El Aquitania era el típico bar de barrio montado por su dueño durante los ’70 con el dinero que había conseguido ahorrar en su exilio como emigrante: evidentemente, en Francia. A su regreso había invertido los ahorros del esfuerzo en un negocio humilde pero seguro. El típico bar de barrio al que acudían cada día los pobres (en todos los sentidos) habitantes de una sociedad alejada por completo de los valores humanos[1].

Se reunían alrededor de convenciones a partir de las que construir relaciones sociales: juegos muchas veces de naipes que conseguían una efímera evasión. Reproduciendo a pequeña escala los mismos valores que a diario se contemplaban a nivel social.

Una generación educada y desarrollada durante la dictadura. Por eso mismo, resignada e infeliz, pero incapaz de saltar más allá de lo establecido: por el temor a perder la vida… al menos tal como hasta entonces estaba concebida.

Nariz aguileña, una calva que le ocupaba casi toda la cabeza y el gesto algo avinagrado de quien ha tenido que sufrir infinitas veces situaciones que no le gustaban: éste era el retrato robot del dueño del Aquitania. No recuerdo su nombre, aunque sí el de su hijo: probablemente lo compartían.

Pero al empezar los ’80 parecía que la cosa cambiaba… al menos había algo que prometía un cierto movimiento social y de compromiso personal: era el relevo generacional. Su hijo, Francisco Aquitania, estaba implicado en lo que fue para la época un baluarte contra tradiciones rancias, indeseables y castrenses, cuando no castrantes: el movimiento que agrupaba antimilitaristas.

Coincidimos varias veces en la Facultad de Derecho, porque eran los años ’83-’85: yo estudiaba allí y Francisco Aquitania venía para promocionar, dar a conocer el movimiento de objetores de conciencia. A mí el tema me interesaba desde el punto de vista teórico-jurídico: tenía buen material para hacer un trabajo[2]. Pero también desde el punto de vista práctico: entre mis planes de vida no entraba de ninguna manera pasar un año o más bajo la dictadura del ejército, haciendo una mili que en aquella época era obligatoria bajo pena de cárcel para quien osara ponerlo en duda.

En semejantes berenjenales se había metido Francisco Aquitania: con su aspecto sin lugar a dudas pacífico y a buen seguro pacifista. Verle ya transmitía la tranquilidad de tener enfrente a alguien con quien se puede hablar. No sé qué estudiaba, pero su carácter universitario completaba aquel perfil que a mí, sin llegar a conocerle más, me parecía admirable: un compañero de fatigas.

Al pasear por el barrio, alguna vez me crucé con Francisco Aquitania: a simple vista no parecía posible que fuera la misma persona implicada en un antimilitarismo que a buen seguro le granjeaba disgustos y enemistades. Sin embargo, era el chaval que desde hacía años luchaba sin violencia, pacíficamente, contra aquello que a mí me resultaba tan repulsivo: el ejército y sus aledaños.

No llegamos a charlar nunca salvo las intervenciones en la Facultad de Derecho: preguntas, intercambios de opiniones en público. Sin embargo me parecía el digno heredero del bar Aquitania.

Mientras su padre acogía innumerables vidas truncadas y les daba un respiro socialmente aceptado, él estaba plantando las bases de una sociedad completamente nueva. El tiempo pasó. Llegaron aquellos años de finales de los ’90 y con ellos desapareció el servicio militar obligatorio.
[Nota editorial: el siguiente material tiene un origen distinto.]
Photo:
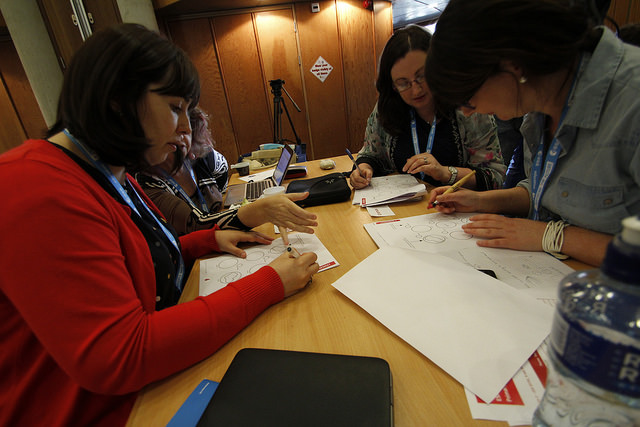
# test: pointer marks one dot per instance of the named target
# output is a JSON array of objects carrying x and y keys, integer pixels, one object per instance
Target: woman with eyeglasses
[
  {"x": 579, "y": 87},
  {"x": 404, "y": 133}
]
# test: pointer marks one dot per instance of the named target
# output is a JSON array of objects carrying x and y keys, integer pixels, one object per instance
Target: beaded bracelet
[{"x": 553, "y": 239}]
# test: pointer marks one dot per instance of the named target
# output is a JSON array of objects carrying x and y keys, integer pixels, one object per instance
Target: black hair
[
  {"x": 630, "y": 33},
  {"x": 473, "y": 37},
  {"x": 394, "y": 112},
  {"x": 105, "y": 81}
]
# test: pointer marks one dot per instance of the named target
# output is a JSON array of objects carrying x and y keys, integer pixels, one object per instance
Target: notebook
[
  {"x": 253, "y": 190},
  {"x": 289, "y": 388}
]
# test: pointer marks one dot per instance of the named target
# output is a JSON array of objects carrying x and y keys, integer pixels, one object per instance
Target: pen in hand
[
  {"x": 354, "y": 162},
  {"x": 456, "y": 185},
  {"x": 293, "y": 253}
]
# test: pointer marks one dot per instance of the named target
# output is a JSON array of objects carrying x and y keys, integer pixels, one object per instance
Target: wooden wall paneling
[
  {"x": 19, "y": 90},
  {"x": 11, "y": 131},
  {"x": 619, "y": 11},
  {"x": 195, "y": 37},
  {"x": 383, "y": 26},
  {"x": 356, "y": 27},
  {"x": 243, "y": 77},
  {"x": 634, "y": 12},
  {"x": 104, "y": 13},
  {"x": 318, "y": 35},
  {"x": 279, "y": 52},
  {"x": 65, "y": 36}
]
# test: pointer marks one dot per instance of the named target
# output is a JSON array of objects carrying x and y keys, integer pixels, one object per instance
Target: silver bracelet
[{"x": 553, "y": 238}]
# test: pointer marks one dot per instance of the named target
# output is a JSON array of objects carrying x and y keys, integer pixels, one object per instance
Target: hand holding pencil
[{"x": 456, "y": 185}]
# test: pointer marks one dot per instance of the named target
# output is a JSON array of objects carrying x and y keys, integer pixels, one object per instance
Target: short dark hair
[
  {"x": 394, "y": 112},
  {"x": 630, "y": 33},
  {"x": 472, "y": 37},
  {"x": 105, "y": 81}
]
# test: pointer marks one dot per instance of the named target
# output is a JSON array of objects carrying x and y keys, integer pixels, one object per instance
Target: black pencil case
[{"x": 323, "y": 190}]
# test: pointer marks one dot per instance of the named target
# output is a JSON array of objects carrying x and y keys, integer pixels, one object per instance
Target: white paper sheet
[
  {"x": 388, "y": 189},
  {"x": 216, "y": 273},
  {"x": 517, "y": 402},
  {"x": 474, "y": 327},
  {"x": 535, "y": 273}
]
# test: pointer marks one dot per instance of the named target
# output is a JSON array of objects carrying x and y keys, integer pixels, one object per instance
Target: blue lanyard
[
  {"x": 540, "y": 176},
  {"x": 178, "y": 188},
  {"x": 104, "y": 169},
  {"x": 414, "y": 136}
]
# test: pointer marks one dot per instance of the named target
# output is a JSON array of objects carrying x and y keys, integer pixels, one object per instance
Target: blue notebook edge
[{"x": 192, "y": 409}]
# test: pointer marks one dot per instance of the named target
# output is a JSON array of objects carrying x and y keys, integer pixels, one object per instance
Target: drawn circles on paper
[
  {"x": 433, "y": 238},
  {"x": 460, "y": 235},
  {"x": 230, "y": 277},
  {"x": 228, "y": 263},
  {"x": 422, "y": 228},
  {"x": 254, "y": 256},
  {"x": 255, "y": 268}
]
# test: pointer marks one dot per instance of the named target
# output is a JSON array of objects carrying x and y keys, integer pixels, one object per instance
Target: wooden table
[{"x": 321, "y": 319}]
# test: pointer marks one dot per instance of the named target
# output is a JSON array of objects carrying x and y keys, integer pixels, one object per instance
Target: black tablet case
[
  {"x": 331, "y": 188},
  {"x": 289, "y": 388}
]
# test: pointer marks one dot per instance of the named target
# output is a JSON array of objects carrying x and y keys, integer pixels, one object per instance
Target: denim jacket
[{"x": 596, "y": 181}]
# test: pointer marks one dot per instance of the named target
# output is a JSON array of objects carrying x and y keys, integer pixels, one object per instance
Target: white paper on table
[
  {"x": 381, "y": 210},
  {"x": 434, "y": 233},
  {"x": 517, "y": 402},
  {"x": 535, "y": 273},
  {"x": 474, "y": 327},
  {"x": 258, "y": 176},
  {"x": 216, "y": 273},
  {"x": 383, "y": 190}
]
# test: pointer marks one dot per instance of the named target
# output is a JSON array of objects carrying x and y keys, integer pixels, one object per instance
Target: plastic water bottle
[{"x": 595, "y": 342}]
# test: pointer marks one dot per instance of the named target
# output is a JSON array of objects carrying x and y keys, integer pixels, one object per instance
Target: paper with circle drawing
[
  {"x": 389, "y": 189},
  {"x": 216, "y": 273},
  {"x": 534, "y": 273},
  {"x": 473, "y": 326}
]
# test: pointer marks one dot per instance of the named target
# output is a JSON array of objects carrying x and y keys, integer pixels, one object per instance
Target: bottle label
[{"x": 609, "y": 365}]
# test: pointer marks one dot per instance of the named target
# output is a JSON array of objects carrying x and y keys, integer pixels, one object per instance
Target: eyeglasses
[{"x": 401, "y": 85}]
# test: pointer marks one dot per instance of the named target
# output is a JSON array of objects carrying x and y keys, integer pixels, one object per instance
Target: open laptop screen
[{"x": 283, "y": 164}]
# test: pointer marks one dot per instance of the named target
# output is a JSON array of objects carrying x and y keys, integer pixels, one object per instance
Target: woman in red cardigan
[{"x": 90, "y": 272}]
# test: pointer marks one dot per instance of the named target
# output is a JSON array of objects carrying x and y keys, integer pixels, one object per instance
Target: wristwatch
[{"x": 454, "y": 175}]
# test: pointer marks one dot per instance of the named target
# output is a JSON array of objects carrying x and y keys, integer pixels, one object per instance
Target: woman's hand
[
  {"x": 279, "y": 210},
  {"x": 462, "y": 200},
  {"x": 428, "y": 165},
  {"x": 228, "y": 240},
  {"x": 502, "y": 232},
  {"x": 358, "y": 180},
  {"x": 295, "y": 273}
]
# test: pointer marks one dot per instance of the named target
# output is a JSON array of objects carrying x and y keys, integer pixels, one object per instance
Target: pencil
[
  {"x": 457, "y": 185},
  {"x": 354, "y": 162},
  {"x": 293, "y": 253},
  {"x": 283, "y": 233}
]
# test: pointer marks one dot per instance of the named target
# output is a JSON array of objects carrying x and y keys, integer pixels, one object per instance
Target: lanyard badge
[{"x": 104, "y": 169}]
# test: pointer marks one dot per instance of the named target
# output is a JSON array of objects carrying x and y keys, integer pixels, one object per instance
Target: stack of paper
[
  {"x": 476, "y": 328},
  {"x": 389, "y": 189}
]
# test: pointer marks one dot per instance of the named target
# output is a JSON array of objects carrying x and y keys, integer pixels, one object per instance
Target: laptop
[
  {"x": 253, "y": 190},
  {"x": 290, "y": 388}
]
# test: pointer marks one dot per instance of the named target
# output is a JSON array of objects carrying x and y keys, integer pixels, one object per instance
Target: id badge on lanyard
[
  {"x": 104, "y": 169},
  {"x": 177, "y": 187},
  {"x": 414, "y": 136},
  {"x": 541, "y": 171}
]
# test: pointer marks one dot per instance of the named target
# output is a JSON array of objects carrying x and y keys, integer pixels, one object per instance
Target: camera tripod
[{"x": 278, "y": 106}]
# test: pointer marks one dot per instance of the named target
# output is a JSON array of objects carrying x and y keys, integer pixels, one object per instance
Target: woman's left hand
[
  {"x": 228, "y": 240},
  {"x": 503, "y": 232},
  {"x": 427, "y": 164}
]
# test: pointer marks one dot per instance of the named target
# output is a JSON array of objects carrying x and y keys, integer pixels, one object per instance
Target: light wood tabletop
[{"x": 321, "y": 319}]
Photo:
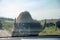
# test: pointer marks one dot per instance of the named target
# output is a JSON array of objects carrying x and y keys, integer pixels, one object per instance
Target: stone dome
[{"x": 24, "y": 17}]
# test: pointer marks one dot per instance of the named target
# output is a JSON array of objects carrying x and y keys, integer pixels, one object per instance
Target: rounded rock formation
[{"x": 25, "y": 25}]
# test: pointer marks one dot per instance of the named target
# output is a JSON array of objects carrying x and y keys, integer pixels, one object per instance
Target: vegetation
[{"x": 8, "y": 25}]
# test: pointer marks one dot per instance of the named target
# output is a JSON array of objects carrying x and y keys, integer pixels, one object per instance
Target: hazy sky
[{"x": 39, "y": 9}]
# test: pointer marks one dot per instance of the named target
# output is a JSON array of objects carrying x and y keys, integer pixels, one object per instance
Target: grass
[{"x": 50, "y": 31}]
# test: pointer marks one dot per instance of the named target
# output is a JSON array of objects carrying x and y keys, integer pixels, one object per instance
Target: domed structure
[{"x": 25, "y": 25}]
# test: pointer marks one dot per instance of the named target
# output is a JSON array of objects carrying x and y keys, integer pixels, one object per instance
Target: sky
[{"x": 39, "y": 9}]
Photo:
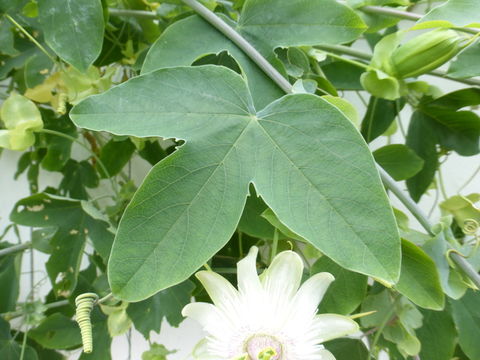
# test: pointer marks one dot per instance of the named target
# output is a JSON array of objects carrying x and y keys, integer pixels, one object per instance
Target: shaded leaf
[
  {"x": 73, "y": 29},
  {"x": 419, "y": 279},
  {"x": 466, "y": 313},
  {"x": 252, "y": 223},
  {"x": 467, "y": 63},
  {"x": 191, "y": 202},
  {"x": 347, "y": 349},
  {"x": 437, "y": 335},
  {"x": 9, "y": 279}
]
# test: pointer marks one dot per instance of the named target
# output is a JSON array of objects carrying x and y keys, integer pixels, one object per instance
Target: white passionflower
[{"x": 269, "y": 317}]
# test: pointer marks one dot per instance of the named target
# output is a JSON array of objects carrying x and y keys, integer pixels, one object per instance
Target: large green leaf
[
  {"x": 147, "y": 315},
  {"x": 305, "y": 22},
  {"x": 57, "y": 332},
  {"x": 346, "y": 293},
  {"x": 73, "y": 29},
  {"x": 419, "y": 280},
  {"x": 73, "y": 224},
  {"x": 421, "y": 138},
  {"x": 303, "y": 156},
  {"x": 467, "y": 63},
  {"x": 454, "y": 12},
  {"x": 380, "y": 115},
  {"x": 466, "y": 313},
  {"x": 437, "y": 335}
]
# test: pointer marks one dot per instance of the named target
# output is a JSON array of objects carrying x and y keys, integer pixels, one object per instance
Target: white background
[{"x": 456, "y": 171}]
La desactivación de aquel movimiento y su victoria: jamás reconocida públicamente, pero efectiva. Paradójicamente, al vencer desapareció: una vez alcanzado su objetivo, cumplida su meta, había llegado el momento de aceptar que su victoria era un suicidio anunciado.
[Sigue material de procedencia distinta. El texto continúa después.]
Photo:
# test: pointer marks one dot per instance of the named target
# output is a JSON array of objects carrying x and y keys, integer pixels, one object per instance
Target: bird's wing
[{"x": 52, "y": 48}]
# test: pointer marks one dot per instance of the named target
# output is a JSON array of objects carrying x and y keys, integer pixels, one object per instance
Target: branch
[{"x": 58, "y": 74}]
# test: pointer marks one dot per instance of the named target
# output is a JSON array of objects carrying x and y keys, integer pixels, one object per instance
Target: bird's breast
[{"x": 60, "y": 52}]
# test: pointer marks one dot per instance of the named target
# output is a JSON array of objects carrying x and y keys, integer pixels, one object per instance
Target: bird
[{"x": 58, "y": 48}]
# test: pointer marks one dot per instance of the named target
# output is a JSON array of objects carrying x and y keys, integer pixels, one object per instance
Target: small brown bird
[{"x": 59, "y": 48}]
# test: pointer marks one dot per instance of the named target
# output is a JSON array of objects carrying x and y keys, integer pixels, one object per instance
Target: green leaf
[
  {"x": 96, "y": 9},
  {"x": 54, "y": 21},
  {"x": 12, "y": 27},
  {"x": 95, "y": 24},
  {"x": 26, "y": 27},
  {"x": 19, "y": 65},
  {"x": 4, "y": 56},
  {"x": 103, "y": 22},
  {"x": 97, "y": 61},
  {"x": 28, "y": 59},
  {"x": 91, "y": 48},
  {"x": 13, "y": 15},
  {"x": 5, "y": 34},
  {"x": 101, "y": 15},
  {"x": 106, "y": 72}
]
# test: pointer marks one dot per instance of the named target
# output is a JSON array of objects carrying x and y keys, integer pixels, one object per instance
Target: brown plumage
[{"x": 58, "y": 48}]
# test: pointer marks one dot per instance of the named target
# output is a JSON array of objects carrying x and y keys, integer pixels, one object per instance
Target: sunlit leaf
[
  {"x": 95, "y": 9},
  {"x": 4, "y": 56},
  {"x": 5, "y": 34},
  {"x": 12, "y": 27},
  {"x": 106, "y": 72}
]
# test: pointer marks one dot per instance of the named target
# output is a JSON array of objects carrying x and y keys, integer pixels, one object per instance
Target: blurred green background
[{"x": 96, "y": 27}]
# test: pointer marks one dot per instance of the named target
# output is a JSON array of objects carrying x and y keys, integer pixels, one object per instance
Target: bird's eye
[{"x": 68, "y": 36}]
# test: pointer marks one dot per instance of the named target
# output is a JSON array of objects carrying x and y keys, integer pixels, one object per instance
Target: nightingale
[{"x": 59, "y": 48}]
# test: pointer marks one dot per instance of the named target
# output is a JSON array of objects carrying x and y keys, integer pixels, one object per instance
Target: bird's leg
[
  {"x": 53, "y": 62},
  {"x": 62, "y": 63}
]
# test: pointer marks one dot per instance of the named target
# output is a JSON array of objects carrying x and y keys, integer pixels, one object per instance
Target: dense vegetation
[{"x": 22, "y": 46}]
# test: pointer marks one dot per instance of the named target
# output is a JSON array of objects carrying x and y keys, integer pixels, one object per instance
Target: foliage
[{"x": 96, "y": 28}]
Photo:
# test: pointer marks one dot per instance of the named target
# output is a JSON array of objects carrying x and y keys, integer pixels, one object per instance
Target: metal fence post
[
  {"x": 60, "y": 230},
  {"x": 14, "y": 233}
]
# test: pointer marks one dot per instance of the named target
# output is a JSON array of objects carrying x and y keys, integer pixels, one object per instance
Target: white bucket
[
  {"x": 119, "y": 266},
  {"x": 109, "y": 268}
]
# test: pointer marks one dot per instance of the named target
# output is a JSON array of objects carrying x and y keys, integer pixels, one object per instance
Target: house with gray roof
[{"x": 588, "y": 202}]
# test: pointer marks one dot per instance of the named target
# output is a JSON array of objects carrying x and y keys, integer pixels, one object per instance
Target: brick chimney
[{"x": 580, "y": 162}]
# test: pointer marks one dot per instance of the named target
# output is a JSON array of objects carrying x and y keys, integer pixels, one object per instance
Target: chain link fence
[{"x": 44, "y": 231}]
Puede que las circunstancias históricas lo propiciaran, pero jamás podrán ser suficientemente reconocidas su labor y su lucha: consiguieron evitar sufrimientos humanos, aunque esto sea difícilmente cuantificable. Alguna vez más, Francisco Aquitania y yo volvimos a coincidir por el barrio: los genes y su cabeza delataban una calvicie galopante que asemejaba su aspecto al de su padre. Sin embargo, aquel otro gesto: el de derrota y amargura, se había negado a heredarlo.




[1] No diremos alegremente, pero sí buscando un refugio que su vida y su mente les negaban.

[2] Finalmente acabó en manos de un compañero, Pascual “el moralista”, que por desgracia jamás me lo llegó a devolver.